Bisnis.com, JAKARTA – Kementerian Pendidikan dan Kebudayaan menargetkan untuk menuntaskan buta aksara, setidaknya pada 2023 sudah tidak ada lagi wilayah yang tingkat buta aksaranya tinggi.
Data Badan Pusat Statistik (BPS) menunjukkan tingkat buta huruf di Indonesia saat ini sebanyak 1,93 persen. Artinya, sudah ada 98,07 persen penduduk yang sudah tidak buta huruf.
Direktur Jenderal Pendidikan Anak Usia Dini, Pendidikan Dasar dan Pendidikan Menengah Kemendikbud Jumeri mengatakan bahwa angka tersebut naik dari tahun sebelumnya 1,78 persen. Jumeri menyebutkan, ada enam wilayah yang bakal difokuskan untuk pemberantasan buta aksara ke depan.
Keenam provinsi tersebut yaitu Papua masih 21,9 persen, Nusa Tenggara Barat 7,46 persen, Nusa Tenggara Timur 4,42 persen, Sulawesi Selatan 4,22 persen, Sulawesi Barat 3,9 persen, dan Kalimantan Barat 3,81 persen.
“Sebagai upaya penuntasan buta aksara, Kemendikbud melakukan empat langkah, antara lain dengan pemutakhiran data buta aksara, fokus ke daerah yang buta aksaranya tinggi, meningkatkan jaringan pemberantasan buta aksara, dan melakukan inovasi pada pendidikan untuk buta aksara,” kata Jumeri, Jumat (4/9/2020).
Selain itu, Direktur Pendidikan Masyarakat dan Pendidikan Khusus (PMPK) Samto menjelaskan bahwa saat ini Kemendikbud memiliki Program Pendidikan Keaksaraan yang dibagi dua, yaitu dasar dan lanjutan.

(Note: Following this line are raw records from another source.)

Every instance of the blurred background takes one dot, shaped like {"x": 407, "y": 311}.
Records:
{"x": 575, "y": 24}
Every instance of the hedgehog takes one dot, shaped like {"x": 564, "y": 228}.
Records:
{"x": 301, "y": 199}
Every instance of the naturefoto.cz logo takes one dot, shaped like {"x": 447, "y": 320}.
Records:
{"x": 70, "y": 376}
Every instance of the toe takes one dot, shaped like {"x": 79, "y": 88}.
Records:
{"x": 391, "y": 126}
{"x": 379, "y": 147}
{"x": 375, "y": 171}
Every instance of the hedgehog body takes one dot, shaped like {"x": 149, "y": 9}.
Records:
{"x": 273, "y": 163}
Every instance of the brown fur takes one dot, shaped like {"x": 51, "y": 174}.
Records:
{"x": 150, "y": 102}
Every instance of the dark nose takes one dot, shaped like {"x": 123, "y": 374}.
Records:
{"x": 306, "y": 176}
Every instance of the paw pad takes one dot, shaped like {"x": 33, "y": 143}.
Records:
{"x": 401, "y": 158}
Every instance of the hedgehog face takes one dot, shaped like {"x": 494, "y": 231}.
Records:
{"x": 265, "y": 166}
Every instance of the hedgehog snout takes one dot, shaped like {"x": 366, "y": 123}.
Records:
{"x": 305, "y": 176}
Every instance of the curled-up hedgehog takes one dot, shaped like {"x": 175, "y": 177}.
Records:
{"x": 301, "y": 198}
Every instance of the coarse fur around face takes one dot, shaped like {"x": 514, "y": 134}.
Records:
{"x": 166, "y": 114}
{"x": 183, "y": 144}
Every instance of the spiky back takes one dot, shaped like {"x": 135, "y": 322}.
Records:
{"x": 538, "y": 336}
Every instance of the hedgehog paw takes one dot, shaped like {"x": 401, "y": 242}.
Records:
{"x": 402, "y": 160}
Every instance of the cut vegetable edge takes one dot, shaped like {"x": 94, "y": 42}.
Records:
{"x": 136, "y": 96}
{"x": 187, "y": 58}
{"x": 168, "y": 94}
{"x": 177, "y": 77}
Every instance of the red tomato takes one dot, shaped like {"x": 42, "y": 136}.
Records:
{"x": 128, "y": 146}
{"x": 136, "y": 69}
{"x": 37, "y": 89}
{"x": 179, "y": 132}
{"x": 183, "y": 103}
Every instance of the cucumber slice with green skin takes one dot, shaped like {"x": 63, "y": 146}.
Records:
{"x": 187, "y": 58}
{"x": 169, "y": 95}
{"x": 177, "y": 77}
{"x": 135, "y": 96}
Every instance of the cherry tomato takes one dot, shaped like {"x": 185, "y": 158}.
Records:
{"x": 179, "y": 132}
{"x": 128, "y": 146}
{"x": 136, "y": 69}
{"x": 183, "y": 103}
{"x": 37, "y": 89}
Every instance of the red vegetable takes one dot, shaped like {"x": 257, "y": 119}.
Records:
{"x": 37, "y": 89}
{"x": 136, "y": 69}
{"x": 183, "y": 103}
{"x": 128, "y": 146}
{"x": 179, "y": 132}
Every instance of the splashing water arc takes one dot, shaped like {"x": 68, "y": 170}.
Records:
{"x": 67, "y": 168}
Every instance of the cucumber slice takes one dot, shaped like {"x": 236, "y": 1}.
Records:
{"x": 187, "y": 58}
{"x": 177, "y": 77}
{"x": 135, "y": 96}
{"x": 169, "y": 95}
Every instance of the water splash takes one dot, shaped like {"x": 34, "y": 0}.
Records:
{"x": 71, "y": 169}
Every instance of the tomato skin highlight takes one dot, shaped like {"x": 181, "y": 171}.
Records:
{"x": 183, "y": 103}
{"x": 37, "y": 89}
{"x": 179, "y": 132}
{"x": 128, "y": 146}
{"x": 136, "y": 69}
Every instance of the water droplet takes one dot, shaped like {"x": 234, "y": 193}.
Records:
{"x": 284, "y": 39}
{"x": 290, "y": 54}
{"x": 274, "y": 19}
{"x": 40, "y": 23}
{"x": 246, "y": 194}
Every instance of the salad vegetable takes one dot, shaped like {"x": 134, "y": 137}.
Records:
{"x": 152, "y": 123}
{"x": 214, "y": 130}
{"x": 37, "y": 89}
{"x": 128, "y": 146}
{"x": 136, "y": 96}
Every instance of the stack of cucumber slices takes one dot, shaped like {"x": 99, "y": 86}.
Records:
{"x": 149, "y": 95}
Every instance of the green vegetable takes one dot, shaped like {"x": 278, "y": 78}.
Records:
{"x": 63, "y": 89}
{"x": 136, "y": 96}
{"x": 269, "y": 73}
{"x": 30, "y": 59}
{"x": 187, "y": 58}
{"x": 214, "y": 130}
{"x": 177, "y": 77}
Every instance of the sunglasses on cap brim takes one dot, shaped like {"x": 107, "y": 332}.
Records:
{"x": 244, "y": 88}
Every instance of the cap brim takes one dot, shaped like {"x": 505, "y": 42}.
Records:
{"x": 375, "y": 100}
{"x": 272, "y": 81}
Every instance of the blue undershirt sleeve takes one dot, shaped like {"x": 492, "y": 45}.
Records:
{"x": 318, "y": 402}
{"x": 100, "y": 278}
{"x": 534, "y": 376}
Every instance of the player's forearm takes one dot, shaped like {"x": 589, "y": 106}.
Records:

“Pendidikan dasar adalah bagaimana mengentaskan meningkatkan dari buta aksara menjadi melek aksara. Adapun, lanjutan ada dua KUM [Keaksaraan Usaha Mandiri] dan multikeaksaraan,” jelas Samto.
Program KUM akan berorientasi pada kemampuan usaha, agar bisa meningkatkan kemampuan masyarakat dalam berusaha, mencari informasi lewat koran atau buku yang bisa meningkatkan kesejahteraan kehidupannya.
Sedangkan Program Multikeaksaraan berorientasi pada profesi, keahlian dan pekerjaan, budaya, sosial dan politik, kesehatan dan olahraga, dan pengetahun teknologi.
Dia menuturkan bahwa tindak lanjut dari penuntasan buta aksara ini adalah peluang bagi warga keaksaraan untuk bisa menempuh pendidikan kesetaraan, seperti Paket A [SD] Paket B [SMP], atau Paket C [SMA].
"Dalam pandangan saya, kalau seorang buta aksara bisa diberikan literasi yang baik, ditingkatkan skill-nya, bisa ikut Paket C, dia bahkan berpotensi jadi Bupati di wilayahnya,” ungkapnya.